By contrast, the Green New Deal proposal insists on “a ‘just transition’ for all workers, low-income communities, communities of color, indigenous communities, rural and urban communities, and the front-line communities most affected by climate change, pollution and other environmental harm.” Because climate change and pollution are particularly harmful to low-income and marginalized people who have fewer resources to protect themselves, supporters of the Green New Deal argue that any plan for massive investment and economic transition must include and support these groups and their needs.

Democratic leaders in the House of Representatives have not yet agreed to actually create the Green New Deal committee. Instead, incoming Speaker of the House Nancy Pelosi  announced a different Climate Crisis committee that will have the goal of reducing air pollution, creating green technology jobs, and preventing the social instability caused by climate change. Critics of this alternate plan point out that without a specific goal of drafting a Green New Deal, this committee is unlikely to have much impact, like past congressional committees focused on climate change.

Alexandria Ocasio-Cortez wrote on Twitter on Dec. 31, 2018: “A few weeks ago, I joined youth activists in a specific demand for a Green New Deal Committee. It had 3 simple elements: 1. No fossil fuel money on climate cmte [committee]. 2. Offer solutions for impacted communities 3. Draft sample #GreenNewDeal.  All 3 were rejected as ‘too controversial.’”
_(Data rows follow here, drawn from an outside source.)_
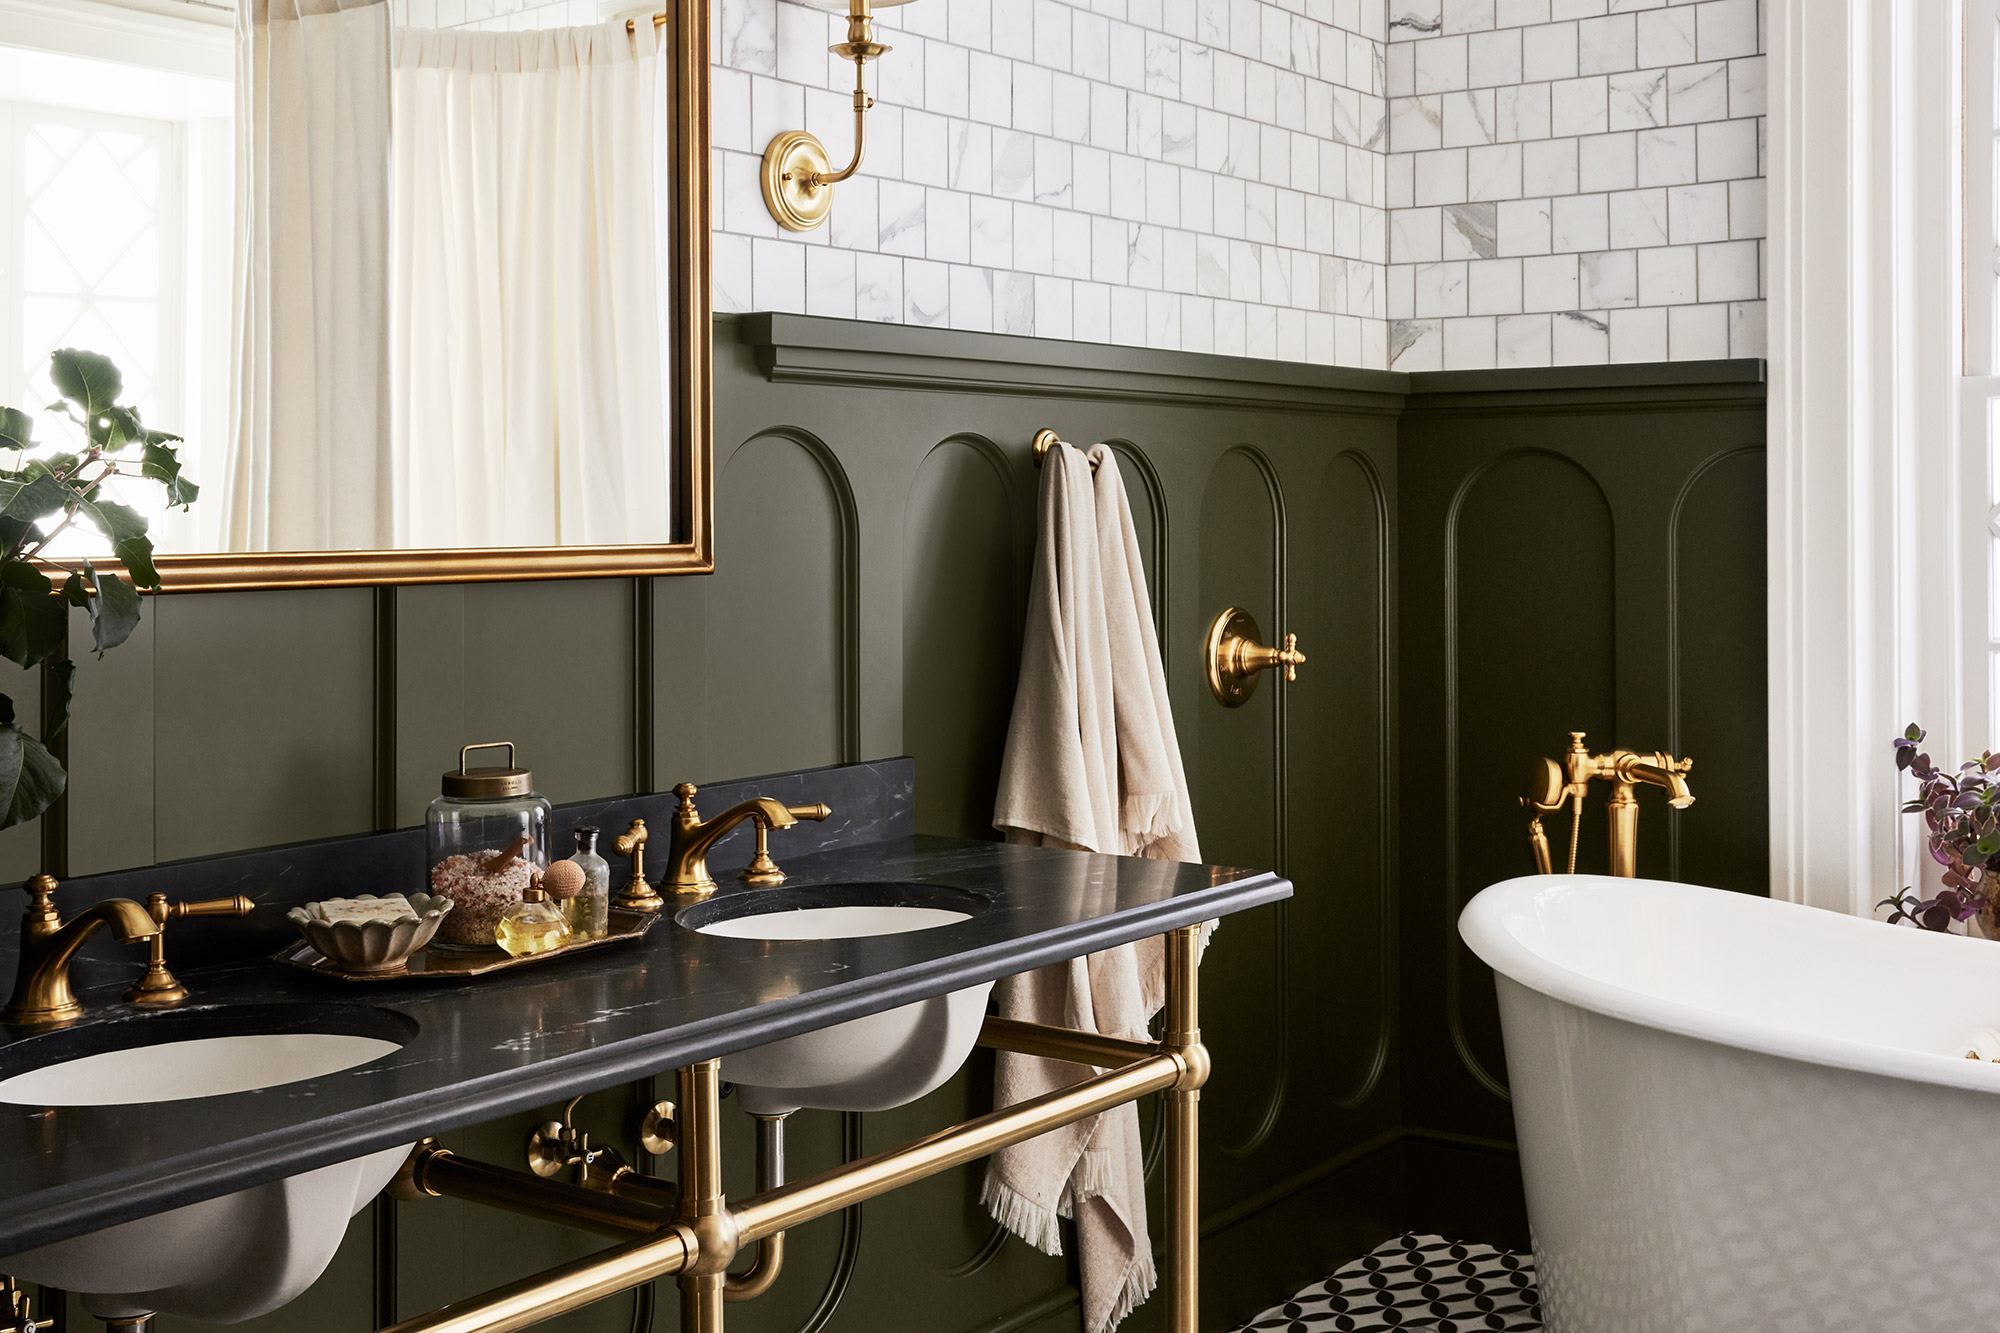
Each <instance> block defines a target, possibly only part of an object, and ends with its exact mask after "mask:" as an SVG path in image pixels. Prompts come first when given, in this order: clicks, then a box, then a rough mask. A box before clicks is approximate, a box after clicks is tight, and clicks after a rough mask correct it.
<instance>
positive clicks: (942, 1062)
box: [680, 885, 994, 1115]
mask: <svg viewBox="0 0 2000 1333" xmlns="http://www.w3.org/2000/svg"><path fill="white" fill-rule="evenodd" d="M982 907H984V901H982V899H978V897H974V895H970V893H964V891H958V889H944V887H938V885H816V887H810V889H800V891H768V893H758V895H748V893H738V895H728V897H722V899H710V901H708V903H700V905H696V907H690V909H686V911H684V913H680V923H682V925H684V927H690V929H694V931H698V933H702V935H722V937H728V939H746V941H838V939H870V937H880V935H908V933H912V931H936V929H940V927H948V925H956V923H960V921H970V919H972V917H974V913H978V911H980V909H982ZM992 989H994V987H992V983H990V981H988V983H982V985H976V987H966V989H964V991H952V993H950V995H938V997H932V999H926V1001H918V1003H914V1005H898V1007H896V1009H886V1011H882V1013H872V1015H868V1017H866V1019H850V1021H846V1023H836V1025H834V1027H822V1029H818V1031H814V1033H800V1035H798V1037H786V1039H782V1041H772V1043H768V1045H762V1047H752V1049H748V1051H736V1053H732V1055H724V1057H722V1077H724V1079H726V1081H730V1083H734V1085H736V1095H738V1099H740V1103H742V1107H744V1111H750V1113H752V1115H786V1113H790V1111H798V1109H800V1107H820V1109H826V1111H886V1109H890V1107H900V1105H904V1103H908V1101H916V1099H918V1097H922V1095H924V1093H928V1091H932V1089H934V1087H938V1085H940V1083H944V1081H946V1079H950V1077H952V1075H954V1073H958V1067H960V1065H964V1063H966V1057H968V1055H972V1045H974V1041H978V1035H980V1025H982V1023H984V1019H986V997H988V995H990V993H992Z"/></svg>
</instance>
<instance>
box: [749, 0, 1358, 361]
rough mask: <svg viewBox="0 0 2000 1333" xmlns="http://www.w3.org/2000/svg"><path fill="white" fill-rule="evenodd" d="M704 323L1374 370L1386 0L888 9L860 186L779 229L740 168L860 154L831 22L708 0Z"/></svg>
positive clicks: (844, 68) (1133, 3)
mask: <svg viewBox="0 0 2000 1333" xmlns="http://www.w3.org/2000/svg"><path fill="white" fill-rule="evenodd" d="M720 18H722V22H720V34H718V36H720V48H718V52H716V72H714V78H716V154H718V172H716V174H718V228H720V234H718V238H716V306H718V308H722V310H804V312H810V314H834V316H848V318H856V316H858V318H872V320H900V322H906V324H936V326H952V328H976V330H992V332H1020V334H1038V336H1050V338H1080V340H1090V342H1122V344H1140V346H1160V348H1188V350H1202V352H1208V350H1214V352H1234V354H1250V356H1282V358H1290V360H1320V362H1344V364H1374V366H1382V364H1386V324H1384V322H1382V318H1384V314H1386V310H1384V304H1382V282H1380V278H1382V272H1384V262H1386V258H1388V254H1386V244H1388V242H1386V232H1384V224H1386V214H1384V210H1382V198H1384V196H1382V190H1384V178H1386V154H1384V152H1382V148H1384V144H1382V134H1384V130H1382V126H1384V100H1382V90H1384V86H1382V78H1384V68H1382V60H1384V50H1386V44H1384V40H1382V38H1384V26H1386V10H1384V8H1382V4H1380V0H1310V2H1308V0H1288V2H1286V4H1268V2H1262V0H922V2H920V4H910V6H908V8H898V10H884V12H882V16H880V24H878V26H880V28H882V32H884V38H882V40H886V42H890V44H892V46H894V48H896V50H894V52H892V54H890V56H886V58H884V60H882V62H880V66H878V70H876V72H874V78H876V80H878V82H876V94H878V106H876V110H874V112H870V126H868V136H870V144H868V162H866V166H864V174H862V176H858V178H856V180H850V182H846V184H842V186H840V188H838V192H836V196H834V216H832V222H830V226H828V228H824V230H820V232H810V234H806V236H804V238H798V236H790V234H782V232H780V230H778V226H776V224H774V222H772V218H770V214H768V212H766V210H764V200H762V194H760V190H758V158H760V154H762V150H764V144H766V142H768V140H770V138H772V136H774V134H778V132H780V130H786V128H792V126H798V124H800V122H804V126H806V128H810V130H812V132H814V134H818V136H820V138H822V140H826V146H828V152H830V154H832V156H834V160H836V162H842V160H846V154H848V148H850V144H852V128H850V122H852V112H850V104H848V90H850V88H852V76H854V70H852V66H850V64H846V62H842V60H836V58H830V56H828V54H826V46H828V44H830V42H836V40H842V36H844V32H846V22H844V20H842V18H838V16H830V14H826V12H822V10H816V8H810V6H806V4H796V2H794V0H720Z"/></svg>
The Congresswoman and her allies, including activists in the Sunrise Movement, say they will keep fighting for a Green New Deal. Ocasio-Cortez said the movement would support Pelosi and others who pushed for “100% renewable energy,” but would also organize primary election challenges aimed at replacing Congress members who fail to support the Green New Deal with Congress members who do.
 

Further reading:

Text of the Green New Deal committee proposal: https://docs.google.com/document/d/1jxUzp9SZ6-VB-4wSm8sselVMsqWZrSrYpYC9slHKLzo/edit#

Comparison between New Deal and Green New Deal: https://www.versobooks.com/blogs/4131-building-a-green-new-deal-lessons-from-the-original-new-deal

Overview of U.S. climate policy and Green New Deal: https://theintercept.com/2018/11/27/green-new-deal-congress-climate-change/

 


 

Discussion Questions


Have students discuss the following questions in small groups. (The questions are included in the handout.) After they discuss, ask each group to use their responses to create a charts or poster comparing the New Deal and the Green New Deal.
 

  • What similarities and differences do you notice between Roosevelt’s New Deal and the Green New Deal?
     
  • What crisis was Roosevelt’s New Deal responding to in the 1930s? What modern-day crisis would the Green New Deal respond to?
     
  • How was the New Deal’s strategy different from previous efforts to support the economy? How would the Green New Deal’s strategy be different from previous efforts to fight climate change?
     
  • Why do you think both New Deals include public jobs programs?
     
  • Why might Roosevelt’s New Deal programs have faced stiff opposition in their day? Why might some people disagree with the Green New Deal today?
     
  • Why do you think House Democratic leaders are proposing a Climate Crisis committee instead of a Green New Deal committee?
  • Should we support the Green New Deal? If so, how?

 



Closing


Ask each group to display their poster on the wall and assign one or two members of the group to explain it or answer questions from the class. Once everyone is finished, ask the following questions in a go-around:

  • What struck you most in our reading and discussion today?
     
  • What is the most important thing that people need to know about the Green New Deal?